Thursday, 26 November 2009

The 2009 Alien Homage Award Goes To...



Movie makers are struggling to to do futuristic monster movies these days, and not have their production come off as an Alien retread. Paul WS Anderson's done it once with Event Horizon, so it's a surprise he come back for seconds (as a producer) with Pandorum. Set in the far future where Earth's natural resources have all but depleted, a giant spaceship is sent on a 126 year voyage to reseed humanity on another habitable planet. Dennis Quaid and Ben Foster are two members of one of the flight crews who awake from hibernation to discover the ship in danger and the mission jepardy.

Once you get past the generic, dark spaceship corridors, Pandorum is less reminisant of Alien than it is of The Descent, The Warriors and even jap-horror A Tale of Two Sisters. Like The Warriors it's bit like a western as the hero (Foster), tries to get through enemy territory to civilization (er, the ships reactor). Meanwhile, awaiting rescue, Quaid has to deal with psychological horror issues.
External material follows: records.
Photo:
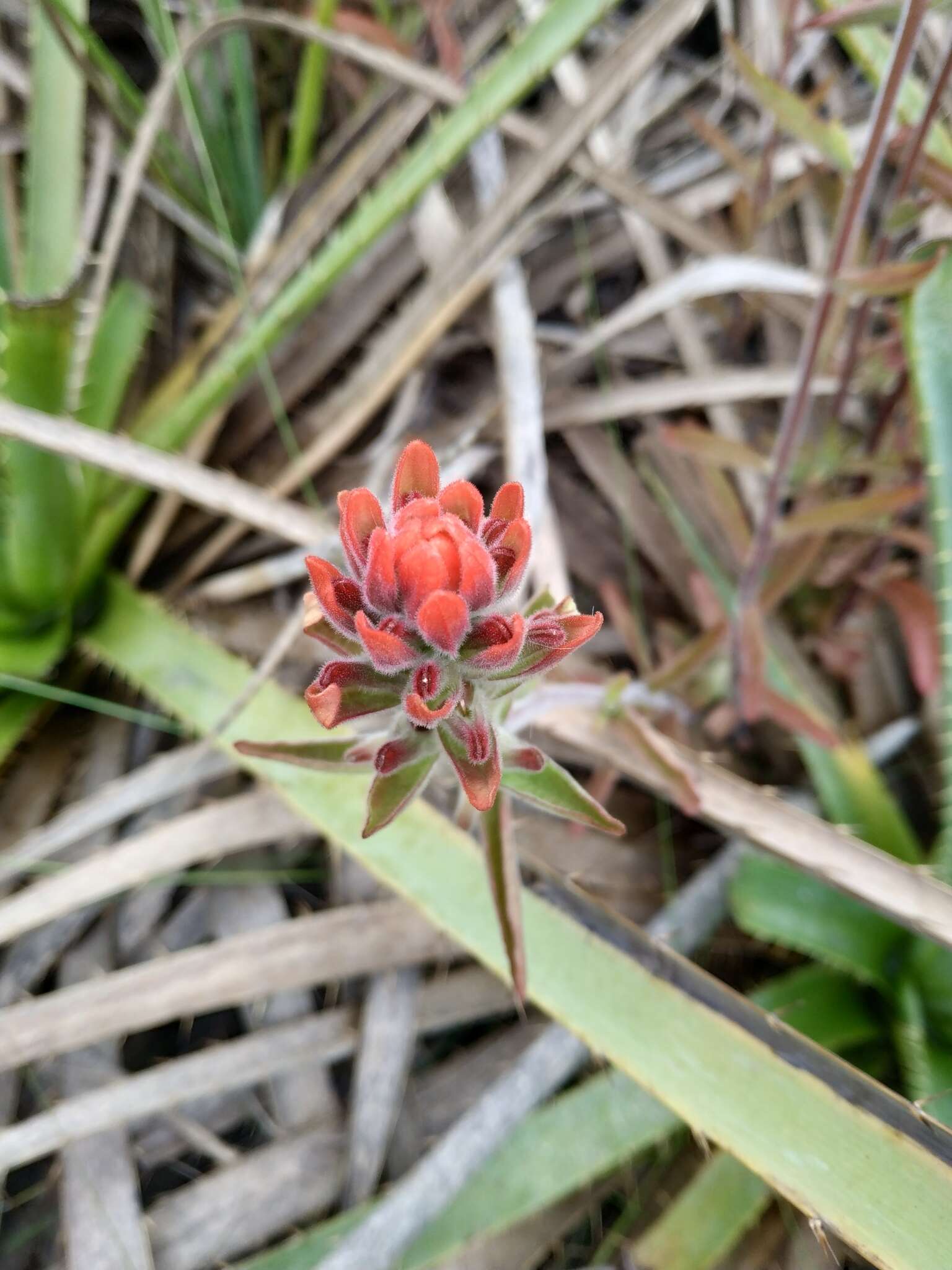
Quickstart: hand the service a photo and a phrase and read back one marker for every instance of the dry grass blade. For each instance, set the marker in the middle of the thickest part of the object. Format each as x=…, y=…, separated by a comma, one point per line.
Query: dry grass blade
x=656, y=395
x=219, y=830
x=910, y=897
x=328, y=1037
x=159, y=779
x=442, y=300
x=294, y=954
x=216, y=492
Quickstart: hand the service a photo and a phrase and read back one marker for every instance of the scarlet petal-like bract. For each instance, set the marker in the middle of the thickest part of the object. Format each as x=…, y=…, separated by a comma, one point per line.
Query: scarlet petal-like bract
x=416, y=474
x=461, y=498
x=386, y=648
x=443, y=619
x=495, y=643
x=359, y=516
x=512, y=554
x=380, y=578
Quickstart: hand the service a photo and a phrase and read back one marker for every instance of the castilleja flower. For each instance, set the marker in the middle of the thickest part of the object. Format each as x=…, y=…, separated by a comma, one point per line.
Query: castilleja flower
x=423, y=630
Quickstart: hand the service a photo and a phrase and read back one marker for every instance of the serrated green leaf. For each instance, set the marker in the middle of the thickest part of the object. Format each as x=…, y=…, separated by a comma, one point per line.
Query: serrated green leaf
x=780, y=905
x=391, y=791
x=794, y=115
x=558, y=791
x=320, y=756
x=41, y=531
x=931, y=969
x=32, y=657
x=116, y=350
x=927, y=329
x=824, y=1005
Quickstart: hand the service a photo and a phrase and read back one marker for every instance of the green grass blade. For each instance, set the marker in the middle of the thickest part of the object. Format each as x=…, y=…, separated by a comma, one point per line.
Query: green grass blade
x=41, y=526
x=690, y=1042
x=871, y=48
x=54, y=186
x=573, y=1141
x=309, y=98
x=928, y=338
x=701, y=1226
x=506, y=83
x=18, y=714
x=117, y=346
x=780, y=905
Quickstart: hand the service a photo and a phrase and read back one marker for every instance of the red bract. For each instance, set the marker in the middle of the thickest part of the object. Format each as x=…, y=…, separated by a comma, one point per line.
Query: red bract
x=420, y=624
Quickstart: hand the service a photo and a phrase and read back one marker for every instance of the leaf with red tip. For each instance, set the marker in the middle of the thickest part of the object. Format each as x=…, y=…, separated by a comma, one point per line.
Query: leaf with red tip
x=318, y=626
x=551, y=637
x=506, y=884
x=416, y=474
x=380, y=575
x=555, y=790
x=509, y=502
x=359, y=516
x=919, y=624
x=512, y=554
x=338, y=595
x=403, y=769
x=443, y=620
x=322, y=756
x=433, y=694
x=495, y=643
x=474, y=752
x=461, y=498
x=347, y=690
x=386, y=644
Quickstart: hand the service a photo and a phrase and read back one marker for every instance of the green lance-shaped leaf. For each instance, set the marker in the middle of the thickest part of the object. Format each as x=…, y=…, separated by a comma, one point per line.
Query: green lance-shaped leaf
x=41, y=523
x=404, y=768
x=794, y=115
x=780, y=905
x=320, y=756
x=506, y=884
x=537, y=779
x=931, y=969
x=928, y=339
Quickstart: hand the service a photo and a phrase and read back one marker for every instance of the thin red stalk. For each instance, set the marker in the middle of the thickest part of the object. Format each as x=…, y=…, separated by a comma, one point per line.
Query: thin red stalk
x=884, y=241
x=851, y=218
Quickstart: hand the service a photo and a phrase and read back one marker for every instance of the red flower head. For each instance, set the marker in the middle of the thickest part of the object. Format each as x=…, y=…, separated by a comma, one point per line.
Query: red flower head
x=421, y=624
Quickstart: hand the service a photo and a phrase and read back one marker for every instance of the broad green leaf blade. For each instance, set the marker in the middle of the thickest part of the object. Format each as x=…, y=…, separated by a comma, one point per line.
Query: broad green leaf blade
x=794, y=115
x=555, y=790
x=507, y=886
x=500, y=87
x=116, y=350
x=54, y=184
x=392, y=791
x=826, y=1006
x=320, y=756
x=928, y=338
x=32, y=657
x=41, y=527
x=711, y=1057
x=575, y=1140
x=701, y=1226
x=871, y=48
x=931, y=969
x=780, y=905
x=927, y=1066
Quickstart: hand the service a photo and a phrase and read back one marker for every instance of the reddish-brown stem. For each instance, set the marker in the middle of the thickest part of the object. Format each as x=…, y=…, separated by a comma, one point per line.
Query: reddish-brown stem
x=884, y=239
x=848, y=223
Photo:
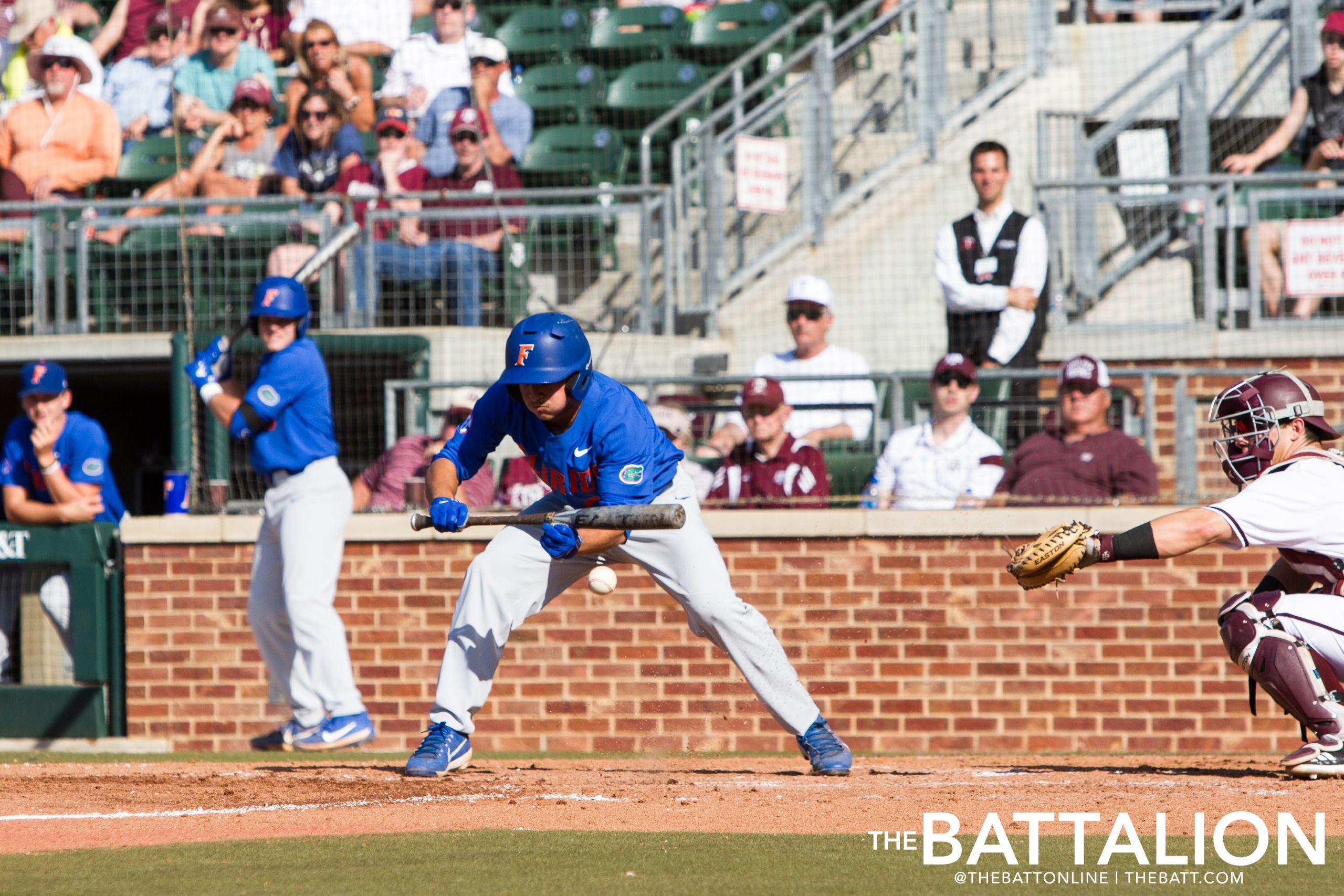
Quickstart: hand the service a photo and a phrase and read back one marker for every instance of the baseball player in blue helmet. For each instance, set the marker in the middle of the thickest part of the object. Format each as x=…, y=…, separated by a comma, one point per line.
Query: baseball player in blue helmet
x=286, y=417
x=594, y=444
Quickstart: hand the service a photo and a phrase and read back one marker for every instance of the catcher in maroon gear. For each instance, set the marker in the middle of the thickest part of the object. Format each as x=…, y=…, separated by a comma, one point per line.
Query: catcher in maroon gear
x=1288, y=635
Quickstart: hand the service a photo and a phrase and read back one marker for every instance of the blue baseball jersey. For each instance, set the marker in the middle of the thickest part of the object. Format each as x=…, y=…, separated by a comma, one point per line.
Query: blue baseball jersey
x=612, y=453
x=292, y=395
x=82, y=452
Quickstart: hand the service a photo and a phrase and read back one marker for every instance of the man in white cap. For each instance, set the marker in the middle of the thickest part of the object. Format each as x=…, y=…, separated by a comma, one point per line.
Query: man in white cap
x=810, y=316
x=382, y=486
x=65, y=140
x=1081, y=458
x=507, y=120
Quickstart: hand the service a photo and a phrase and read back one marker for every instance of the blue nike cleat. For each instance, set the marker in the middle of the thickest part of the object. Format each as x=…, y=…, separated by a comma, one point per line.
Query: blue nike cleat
x=827, y=753
x=441, y=751
x=282, y=738
x=337, y=733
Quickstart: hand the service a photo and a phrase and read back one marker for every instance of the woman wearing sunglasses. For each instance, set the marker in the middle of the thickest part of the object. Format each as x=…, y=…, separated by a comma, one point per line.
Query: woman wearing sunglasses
x=324, y=64
x=323, y=147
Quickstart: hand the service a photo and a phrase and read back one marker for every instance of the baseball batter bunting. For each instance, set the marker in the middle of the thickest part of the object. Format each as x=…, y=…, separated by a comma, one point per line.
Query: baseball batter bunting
x=594, y=444
x=1288, y=635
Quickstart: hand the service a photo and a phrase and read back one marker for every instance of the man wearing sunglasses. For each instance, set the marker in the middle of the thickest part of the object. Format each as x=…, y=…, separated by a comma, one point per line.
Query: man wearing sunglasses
x=1081, y=458
x=808, y=303
x=207, y=80
x=945, y=462
x=992, y=267
x=65, y=140
x=506, y=120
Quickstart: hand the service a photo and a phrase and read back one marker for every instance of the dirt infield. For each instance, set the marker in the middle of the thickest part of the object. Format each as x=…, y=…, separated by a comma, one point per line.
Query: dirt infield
x=46, y=806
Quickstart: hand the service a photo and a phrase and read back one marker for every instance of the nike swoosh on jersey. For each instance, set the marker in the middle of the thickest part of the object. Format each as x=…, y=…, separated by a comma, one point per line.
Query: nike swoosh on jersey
x=337, y=735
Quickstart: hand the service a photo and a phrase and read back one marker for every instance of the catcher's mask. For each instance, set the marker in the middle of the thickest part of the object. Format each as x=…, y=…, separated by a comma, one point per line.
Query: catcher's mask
x=1251, y=414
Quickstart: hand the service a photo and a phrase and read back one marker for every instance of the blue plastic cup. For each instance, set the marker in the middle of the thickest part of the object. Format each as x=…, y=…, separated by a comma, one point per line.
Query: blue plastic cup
x=176, y=496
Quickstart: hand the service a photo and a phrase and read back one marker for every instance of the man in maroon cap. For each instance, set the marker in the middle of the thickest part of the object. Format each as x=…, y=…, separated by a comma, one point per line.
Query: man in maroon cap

Both Quaid and Foster are excellent, which can't be said for the wooden supporting cast (Antje Traue does a Carole Bouquet in For Your Eyes Only...beautiful but dead behind the eyes). The script, while offering virtually nothing in the character building department is very well paced and does provide some welcome twists and turns come the finale. Unfortunately director Christian Alvert drops the ball; the movies is suitably glossy but he's pointed the camera at stuff without much consideration for building scares, tension or exciting action. Still, it's not enough to spoil an entertaining sci-fi flick.